Il metodo delle perpendicolari al quadro volle che tutte le perpendicolari al quadro concorressero al punto principale.
Elaborando queste nuove modalità, la prospettiva si reinventò e si fece chiamare
prospettiva accidentale.

LA PROSPETTIVA AEREA

Con Leonardo, uno dei suoi padrini più celebri, osservando paesaggi lontani, la prospettiva incominciò a studiare gli effetti della luce sulla percezione dello spazio.

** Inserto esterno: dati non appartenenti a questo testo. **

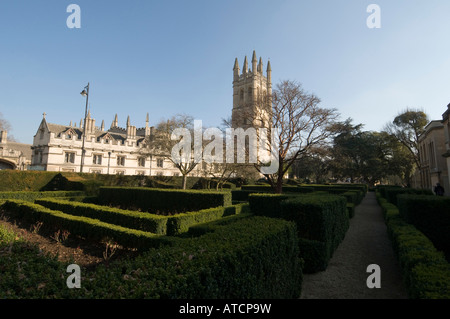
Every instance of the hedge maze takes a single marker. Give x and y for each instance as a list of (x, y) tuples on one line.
[(236, 243), (418, 225)]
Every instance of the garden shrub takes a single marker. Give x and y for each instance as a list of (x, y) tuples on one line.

Così, si accorse che la messa a fuoco e i colori di ciò che stava osservando, mutavano man mano che cresceva la distanza e man mano che l’aria si frapponeva tra oggetto e osservatore.

Infatti, vide che quanto più l’elemento guardato si trovava lontano dalla vista, tanto più i suoi contorni erano sfumati e non del tutto distinguibili. Non solo, i suoi colori, ora tendenti all’azzurrino, erano anche meno brillanti meno intensi e meno nitidi, specie nelle zone vicine al suolo, dove l’aria tendeva ad essere più densa.

La prospettiva stimò che applicare alle rappresentazioni paesistiche queste nuove intuizioni, sarebbe stato vantaggioso, poiché più facilmente l’osservatore avrebbe creduto di trovarsi innanzi a una scena dotata di profondità, anziché di fronte a una superficie piatta.

C’era una volta la prospettiva e c’è ancora, perché anche se sa di non essere più al centro dei dibattiti artistici dopo le bizzarre rivoluzioni e le decostruzioni dei cubisti, la prospettiva, di rimanere senza prospettive future, non ha alcuna intenzione. Così, ancora se ne va in giro in cerca di nuovi padrini, di artisti 2.0 che la portino con sé nel mondo dell’arte digitale.